-What is currently on top of your research agenda?
I’m interested in evolutionary ecology and currently, my three main projects are in one way or another centered around plant-insect interactions in Spodoptera moths. In one project, I study phenotypic plasticity and host plant selection during range expansion in S. littoralis to understand if and how this varies between range margin and core populations.. In another, I work with researchers at SLU, in Kenya and in France, on the effects of host plant species on antagonistic interactions between the invasive Fall Armyworm, S. frugiperda, and other insects. The aim of this project is to develop sustainable pest management. In the third project, my postdoc Audrey Bras studies how evolution of pesticide resistance is related to host plant range and the potential for cross-resistance between tolerance to pesticides and host plant chemicals.
-Tell us about your latest publication?
My latest publication is a perspective in Evolutionary Applications that I’ve written together with Åsa Lankinen and Johan Stenberg. In this paper, we explore and suggest how evolutionary knowledge could be used in integrated pest management. You can read all about it here: https://doi.org/10.1111/eva.13067
-What led you into your particular field of research?
Since my PhD I’ve been interested in antagonistic selection, which I originally studied in the context of sexual conflict. During my postdoc at Helsinki University I began to work with plant-insect interactions studying how a plant pathogen could affect insect performance. When returning back home, I decided to turn to SLU to see if it is possible to use evolutionary knowledge about antagonistic interactions and selection when addressing agricultural pest problems.
-What are the implications of your research for the society?
Most of my research is fundamental science and I hope that increased knowledge of e.g. evolution and insect behaviour could contribute to a will in society to preserve biodiversity. If you know how fascintating something is, you may want to protect it. With regards to my research that is more applied, I hope it could be a little piece contributing to sustainable control of the Fall Armyworm and food security.
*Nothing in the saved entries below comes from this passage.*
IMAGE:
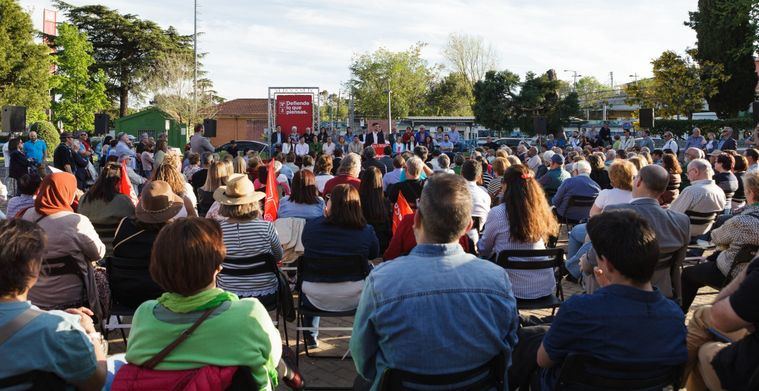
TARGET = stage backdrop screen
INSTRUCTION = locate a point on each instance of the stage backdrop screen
(294, 110)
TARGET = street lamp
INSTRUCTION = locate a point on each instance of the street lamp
(575, 75)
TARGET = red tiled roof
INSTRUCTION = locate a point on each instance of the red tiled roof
(243, 107)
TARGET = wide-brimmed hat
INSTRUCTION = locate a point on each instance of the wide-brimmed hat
(238, 191)
(158, 203)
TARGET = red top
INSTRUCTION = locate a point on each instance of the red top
(404, 240)
(339, 180)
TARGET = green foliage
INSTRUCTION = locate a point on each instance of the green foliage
(46, 131)
(81, 92)
(679, 86)
(24, 64)
(706, 126)
(405, 73)
(494, 99)
(126, 48)
(451, 96)
(728, 34)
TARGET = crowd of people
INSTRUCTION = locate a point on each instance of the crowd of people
(183, 241)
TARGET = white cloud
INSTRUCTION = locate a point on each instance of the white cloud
(252, 45)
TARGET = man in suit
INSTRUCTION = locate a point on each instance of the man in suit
(374, 137)
(672, 228)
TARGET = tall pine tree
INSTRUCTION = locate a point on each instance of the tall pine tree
(24, 64)
(727, 35)
(80, 92)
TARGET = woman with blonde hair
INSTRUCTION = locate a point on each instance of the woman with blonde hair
(523, 221)
(169, 172)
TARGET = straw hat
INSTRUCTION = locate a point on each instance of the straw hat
(158, 203)
(238, 191)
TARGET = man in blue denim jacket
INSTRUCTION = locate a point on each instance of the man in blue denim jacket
(437, 310)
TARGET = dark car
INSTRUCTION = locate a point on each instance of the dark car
(246, 145)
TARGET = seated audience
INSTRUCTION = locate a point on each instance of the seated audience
(723, 346)
(245, 236)
(304, 201)
(641, 325)
(133, 244)
(27, 188)
(670, 163)
(375, 206)
(350, 167)
(578, 185)
(343, 218)
(187, 257)
(436, 279)
(102, 203)
(62, 344)
(523, 221)
(71, 248)
(739, 231)
(702, 196)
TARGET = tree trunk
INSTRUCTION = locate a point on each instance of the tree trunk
(123, 101)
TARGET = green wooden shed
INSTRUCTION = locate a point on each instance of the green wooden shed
(153, 121)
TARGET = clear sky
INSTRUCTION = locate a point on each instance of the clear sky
(255, 44)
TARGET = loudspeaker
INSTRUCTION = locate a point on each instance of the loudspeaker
(14, 118)
(209, 127)
(101, 123)
(646, 118)
(539, 124)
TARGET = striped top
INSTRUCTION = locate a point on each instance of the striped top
(244, 240)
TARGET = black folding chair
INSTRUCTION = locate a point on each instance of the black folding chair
(588, 373)
(326, 270)
(485, 377)
(555, 263)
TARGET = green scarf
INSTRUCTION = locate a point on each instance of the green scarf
(210, 298)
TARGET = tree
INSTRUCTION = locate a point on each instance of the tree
(679, 85)
(728, 35)
(494, 100)
(126, 47)
(451, 96)
(172, 85)
(24, 64)
(470, 56)
(81, 92)
(405, 73)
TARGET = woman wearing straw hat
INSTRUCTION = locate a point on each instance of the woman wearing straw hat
(246, 237)
(133, 242)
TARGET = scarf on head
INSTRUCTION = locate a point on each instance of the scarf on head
(56, 194)
(209, 298)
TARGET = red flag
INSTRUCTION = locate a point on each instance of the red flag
(272, 196)
(400, 210)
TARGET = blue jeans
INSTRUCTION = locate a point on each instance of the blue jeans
(576, 248)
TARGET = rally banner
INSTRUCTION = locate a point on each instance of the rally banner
(294, 110)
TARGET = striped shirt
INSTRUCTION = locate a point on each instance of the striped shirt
(496, 237)
(244, 240)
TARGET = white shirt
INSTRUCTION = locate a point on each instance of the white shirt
(301, 149)
(328, 149)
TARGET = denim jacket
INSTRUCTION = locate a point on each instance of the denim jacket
(437, 310)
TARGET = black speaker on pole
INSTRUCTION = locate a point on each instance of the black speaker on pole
(14, 118)
(209, 127)
(646, 117)
(540, 125)
(101, 123)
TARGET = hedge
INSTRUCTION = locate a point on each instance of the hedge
(706, 125)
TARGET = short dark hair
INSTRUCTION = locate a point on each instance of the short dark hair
(445, 207)
(471, 170)
(20, 255)
(186, 254)
(627, 241)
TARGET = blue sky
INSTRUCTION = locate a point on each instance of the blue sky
(255, 44)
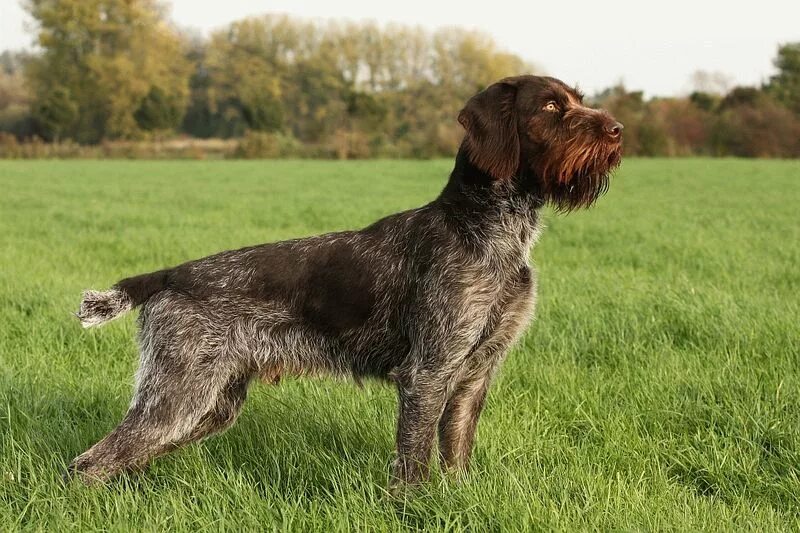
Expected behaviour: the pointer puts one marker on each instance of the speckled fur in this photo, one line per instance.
(430, 299)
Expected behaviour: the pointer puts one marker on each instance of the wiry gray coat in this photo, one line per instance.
(431, 298)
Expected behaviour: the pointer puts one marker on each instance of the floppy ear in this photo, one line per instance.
(492, 141)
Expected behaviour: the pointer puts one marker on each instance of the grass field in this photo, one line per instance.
(658, 387)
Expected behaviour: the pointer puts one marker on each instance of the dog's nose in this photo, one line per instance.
(614, 129)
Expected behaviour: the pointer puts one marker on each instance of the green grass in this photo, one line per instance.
(657, 389)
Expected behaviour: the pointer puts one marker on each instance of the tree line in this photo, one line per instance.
(107, 70)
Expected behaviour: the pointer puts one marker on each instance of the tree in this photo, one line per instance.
(159, 111)
(109, 55)
(785, 85)
(55, 113)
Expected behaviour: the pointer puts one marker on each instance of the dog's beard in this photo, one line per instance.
(578, 174)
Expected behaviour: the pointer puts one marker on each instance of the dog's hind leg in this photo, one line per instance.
(188, 386)
(161, 421)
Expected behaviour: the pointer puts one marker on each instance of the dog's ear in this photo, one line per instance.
(490, 119)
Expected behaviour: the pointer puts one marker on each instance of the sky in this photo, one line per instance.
(650, 46)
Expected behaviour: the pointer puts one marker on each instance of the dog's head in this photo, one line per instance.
(538, 126)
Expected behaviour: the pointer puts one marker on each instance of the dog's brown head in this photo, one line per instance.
(533, 125)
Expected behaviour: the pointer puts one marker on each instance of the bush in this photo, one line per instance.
(262, 145)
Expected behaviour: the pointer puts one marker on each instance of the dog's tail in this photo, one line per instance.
(99, 307)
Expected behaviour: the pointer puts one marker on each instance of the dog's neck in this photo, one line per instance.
(488, 213)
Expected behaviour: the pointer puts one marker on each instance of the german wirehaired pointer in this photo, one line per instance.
(430, 299)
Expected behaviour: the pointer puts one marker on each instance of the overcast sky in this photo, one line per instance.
(653, 46)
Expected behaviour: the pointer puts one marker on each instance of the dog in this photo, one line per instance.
(430, 299)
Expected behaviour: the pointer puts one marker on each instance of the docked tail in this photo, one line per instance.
(99, 307)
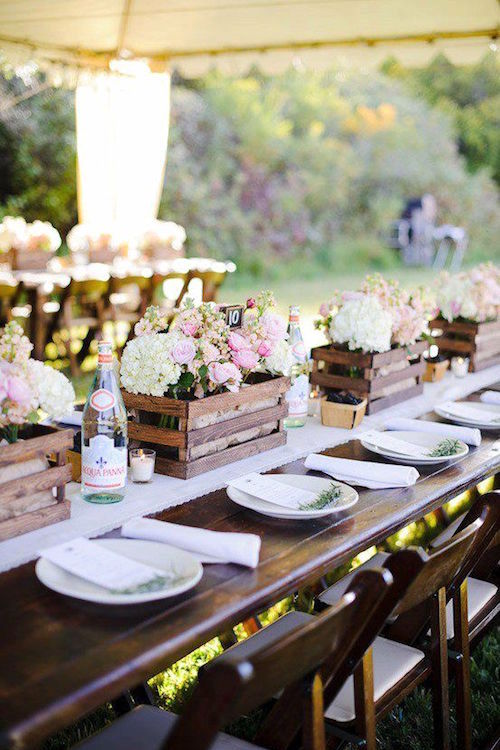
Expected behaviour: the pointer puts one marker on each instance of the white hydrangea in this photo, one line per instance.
(56, 394)
(362, 323)
(146, 365)
(280, 361)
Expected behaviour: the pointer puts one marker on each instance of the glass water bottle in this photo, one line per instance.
(298, 395)
(104, 435)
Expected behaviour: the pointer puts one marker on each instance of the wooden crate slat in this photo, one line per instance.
(337, 356)
(42, 480)
(188, 469)
(413, 371)
(161, 435)
(236, 424)
(340, 382)
(36, 519)
(253, 392)
(42, 444)
(155, 404)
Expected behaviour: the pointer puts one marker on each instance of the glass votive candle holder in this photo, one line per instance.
(460, 366)
(142, 464)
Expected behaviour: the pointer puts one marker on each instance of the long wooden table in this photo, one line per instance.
(60, 659)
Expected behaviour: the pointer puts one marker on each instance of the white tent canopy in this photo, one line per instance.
(194, 35)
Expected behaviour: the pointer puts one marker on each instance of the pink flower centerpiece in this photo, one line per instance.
(200, 354)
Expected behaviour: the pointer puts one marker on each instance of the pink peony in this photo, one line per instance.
(218, 372)
(189, 327)
(18, 391)
(183, 352)
(246, 359)
(274, 326)
(236, 342)
(265, 349)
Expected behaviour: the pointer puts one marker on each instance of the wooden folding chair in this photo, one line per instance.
(376, 688)
(236, 682)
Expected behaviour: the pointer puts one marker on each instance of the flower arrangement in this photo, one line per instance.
(379, 315)
(17, 234)
(472, 295)
(86, 239)
(200, 354)
(27, 385)
(163, 237)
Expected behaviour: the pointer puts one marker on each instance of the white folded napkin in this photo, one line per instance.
(205, 545)
(469, 410)
(369, 474)
(490, 397)
(395, 445)
(470, 435)
(73, 418)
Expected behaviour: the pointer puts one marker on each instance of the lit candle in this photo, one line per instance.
(142, 464)
(460, 366)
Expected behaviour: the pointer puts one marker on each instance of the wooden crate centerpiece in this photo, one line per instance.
(383, 378)
(206, 433)
(29, 471)
(478, 341)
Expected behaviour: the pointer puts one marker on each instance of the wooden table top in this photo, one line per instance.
(60, 659)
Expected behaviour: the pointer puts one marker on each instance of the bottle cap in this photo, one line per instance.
(105, 352)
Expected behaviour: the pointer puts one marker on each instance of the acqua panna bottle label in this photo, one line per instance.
(104, 466)
(298, 396)
(102, 399)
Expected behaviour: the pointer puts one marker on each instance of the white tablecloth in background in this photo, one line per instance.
(165, 492)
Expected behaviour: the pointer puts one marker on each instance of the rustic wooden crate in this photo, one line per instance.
(478, 341)
(175, 447)
(331, 372)
(45, 442)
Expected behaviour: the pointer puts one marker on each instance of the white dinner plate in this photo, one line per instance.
(348, 498)
(422, 439)
(466, 422)
(183, 570)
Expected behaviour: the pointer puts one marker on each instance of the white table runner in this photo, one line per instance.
(165, 492)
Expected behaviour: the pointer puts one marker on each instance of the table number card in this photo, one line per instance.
(234, 315)
(98, 565)
(266, 488)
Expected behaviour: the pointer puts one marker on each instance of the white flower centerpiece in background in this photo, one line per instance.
(472, 295)
(200, 354)
(163, 239)
(18, 234)
(28, 387)
(377, 317)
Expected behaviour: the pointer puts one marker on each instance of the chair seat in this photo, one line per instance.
(445, 535)
(146, 728)
(332, 594)
(479, 593)
(391, 662)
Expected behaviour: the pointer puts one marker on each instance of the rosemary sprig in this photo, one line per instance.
(324, 499)
(446, 447)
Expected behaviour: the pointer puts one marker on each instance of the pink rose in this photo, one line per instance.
(183, 352)
(218, 373)
(236, 342)
(274, 326)
(18, 391)
(246, 359)
(189, 327)
(265, 348)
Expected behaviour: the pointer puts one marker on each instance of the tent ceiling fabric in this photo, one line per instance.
(195, 35)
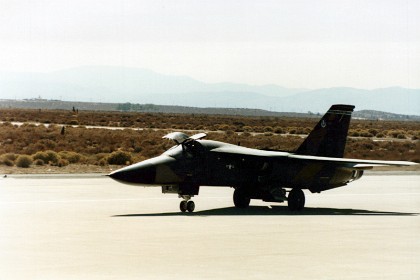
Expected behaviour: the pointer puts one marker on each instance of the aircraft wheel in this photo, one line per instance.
(296, 200)
(240, 199)
(190, 206)
(183, 206)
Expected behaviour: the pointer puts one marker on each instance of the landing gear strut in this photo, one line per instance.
(187, 205)
(296, 200)
(241, 199)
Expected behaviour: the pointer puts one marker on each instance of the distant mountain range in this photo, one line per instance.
(122, 84)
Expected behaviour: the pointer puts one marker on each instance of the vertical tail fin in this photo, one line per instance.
(328, 138)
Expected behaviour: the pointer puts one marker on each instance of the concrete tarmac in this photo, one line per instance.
(73, 227)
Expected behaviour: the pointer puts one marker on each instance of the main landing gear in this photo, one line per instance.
(240, 198)
(187, 204)
(296, 200)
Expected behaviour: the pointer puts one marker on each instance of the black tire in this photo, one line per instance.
(296, 200)
(183, 206)
(190, 206)
(240, 199)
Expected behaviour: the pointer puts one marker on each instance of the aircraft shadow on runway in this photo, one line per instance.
(274, 211)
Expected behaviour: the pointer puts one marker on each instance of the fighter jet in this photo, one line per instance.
(273, 176)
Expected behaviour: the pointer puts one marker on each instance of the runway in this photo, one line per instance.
(90, 227)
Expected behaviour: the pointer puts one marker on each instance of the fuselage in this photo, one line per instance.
(213, 163)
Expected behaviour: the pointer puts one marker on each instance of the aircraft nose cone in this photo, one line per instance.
(135, 174)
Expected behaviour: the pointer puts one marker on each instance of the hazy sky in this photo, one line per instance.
(303, 44)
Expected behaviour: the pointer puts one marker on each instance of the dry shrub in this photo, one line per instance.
(23, 161)
(71, 157)
(120, 158)
(39, 162)
(62, 162)
(49, 156)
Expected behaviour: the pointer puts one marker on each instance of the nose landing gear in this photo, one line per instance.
(187, 204)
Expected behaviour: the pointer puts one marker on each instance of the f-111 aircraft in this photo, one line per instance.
(317, 165)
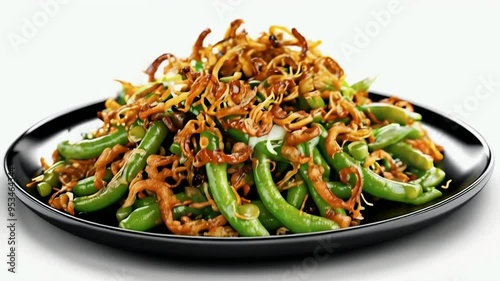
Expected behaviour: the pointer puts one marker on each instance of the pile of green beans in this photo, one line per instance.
(271, 208)
(246, 137)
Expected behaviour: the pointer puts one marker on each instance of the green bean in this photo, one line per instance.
(223, 193)
(295, 196)
(143, 218)
(118, 186)
(92, 148)
(292, 218)
(266, 218)
(86, 186)
(411, 156)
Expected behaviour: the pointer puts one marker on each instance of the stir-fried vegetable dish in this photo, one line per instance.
(245, 137)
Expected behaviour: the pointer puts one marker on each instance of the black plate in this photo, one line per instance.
(468, 161)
-Finally, let´s say you got unlimited research funds; where would your research be five years from now?
Oh, wow, that’s a wonderful question! I think I would continue to work with one foot in the field of evolutionary ecology and one foot in applied pest management – or rather to synthesise these two fields! A large part of the funding would be devoted to the manpower needed for yearly field surveys to obtain long-term data series on how populations change over time,, and to perform large experiments taking several specie, populations and generations into account. I love complex experimental design!